Fleet uses Github Actions for continuous integration (CI). This document describes best practices and at patterns for writing and maintaining Fleet's Github Actions workflows.

Bash

By default, Github Actions sets the shell to bash -e for linux and MacOS runners. To help write safer bash scripts in run jobs and avoid common issues, override the default by adding the following to the workflow file

defaults:
  run:
    # fail-fast using bash -eo pipefail. See https://docs.github.com/en/actions/using-workflows/workflow-syntax-for-github-actions#exit-codes-and-error-action-preference
    shell: bash

By specifying the default shell to bash, some extra flags are set. The option pipefail changes the behaviour when using the pipe | operator such that if any command in a pipeline fails, that commands return code will be used a the return code for the whole pipeline. Consider the following example in test-go.yaml

    - name: Run Go Tests
      run: |
        # omitted ...
          make test-go 2>&1 | tee /tmp/gotest.log

If the pipefail option was not set, this job would always succeed because tee would always return success.

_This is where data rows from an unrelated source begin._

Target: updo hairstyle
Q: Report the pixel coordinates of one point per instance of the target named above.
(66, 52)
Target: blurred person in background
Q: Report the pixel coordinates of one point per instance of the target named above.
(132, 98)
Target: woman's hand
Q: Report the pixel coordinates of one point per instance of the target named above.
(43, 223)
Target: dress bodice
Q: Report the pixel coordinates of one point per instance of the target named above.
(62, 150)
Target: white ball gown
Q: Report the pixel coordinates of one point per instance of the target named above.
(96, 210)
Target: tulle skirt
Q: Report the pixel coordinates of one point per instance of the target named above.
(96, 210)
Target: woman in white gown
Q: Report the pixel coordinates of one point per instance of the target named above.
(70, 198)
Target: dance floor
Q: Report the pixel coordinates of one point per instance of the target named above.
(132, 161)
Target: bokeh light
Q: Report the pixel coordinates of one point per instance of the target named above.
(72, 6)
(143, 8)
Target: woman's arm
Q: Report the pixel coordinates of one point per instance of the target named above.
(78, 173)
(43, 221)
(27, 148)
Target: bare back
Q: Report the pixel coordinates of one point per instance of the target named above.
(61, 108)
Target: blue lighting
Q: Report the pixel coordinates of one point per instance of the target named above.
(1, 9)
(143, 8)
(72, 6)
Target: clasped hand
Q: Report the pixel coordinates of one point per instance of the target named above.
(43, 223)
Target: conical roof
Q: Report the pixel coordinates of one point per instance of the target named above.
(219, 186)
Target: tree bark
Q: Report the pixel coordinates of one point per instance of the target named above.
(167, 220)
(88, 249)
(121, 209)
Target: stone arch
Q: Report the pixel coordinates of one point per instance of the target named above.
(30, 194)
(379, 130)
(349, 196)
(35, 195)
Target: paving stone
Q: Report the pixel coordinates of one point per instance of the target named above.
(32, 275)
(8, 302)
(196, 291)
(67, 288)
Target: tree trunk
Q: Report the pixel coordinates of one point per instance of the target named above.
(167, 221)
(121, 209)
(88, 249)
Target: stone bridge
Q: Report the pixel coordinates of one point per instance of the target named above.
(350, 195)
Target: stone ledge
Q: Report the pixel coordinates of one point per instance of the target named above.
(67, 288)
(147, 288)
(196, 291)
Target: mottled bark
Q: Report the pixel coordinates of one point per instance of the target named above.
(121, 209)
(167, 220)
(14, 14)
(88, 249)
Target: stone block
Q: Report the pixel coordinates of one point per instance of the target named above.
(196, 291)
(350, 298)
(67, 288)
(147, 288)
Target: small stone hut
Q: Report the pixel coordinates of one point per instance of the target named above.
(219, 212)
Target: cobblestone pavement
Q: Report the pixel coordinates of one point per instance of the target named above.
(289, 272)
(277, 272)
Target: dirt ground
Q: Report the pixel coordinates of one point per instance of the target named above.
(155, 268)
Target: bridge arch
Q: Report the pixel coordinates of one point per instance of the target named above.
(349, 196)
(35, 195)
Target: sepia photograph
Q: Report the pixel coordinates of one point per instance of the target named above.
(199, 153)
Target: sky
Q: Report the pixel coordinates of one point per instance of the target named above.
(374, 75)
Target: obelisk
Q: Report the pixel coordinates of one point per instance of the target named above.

This is not the intended behavior. Instead, we want the job to fail if make test-go fails.

Concurrency

Github Action runners are limited. If a lot of workflows are queued, they will wait in pending until a runner becomes available. This has caused issue in the past where workflows take an excessively long time to start. To help with this issue, use the following in workflows

# This allows a subsequently queued workflow run to interrupt previous runs
concurrency:
  group: ${{ github.workflow }}-${{ github.head_ref || github.run_id}}
  cancel-in-progress: true

When a workflow is triggered via a pull request, it will cancel previous running workflows for that pull request. This is especially useful when changes are pushed to a pull request frequently. Manually triggered workflows, workflows that run on a schedule, and workflows triggered by pushes to main are unaffected.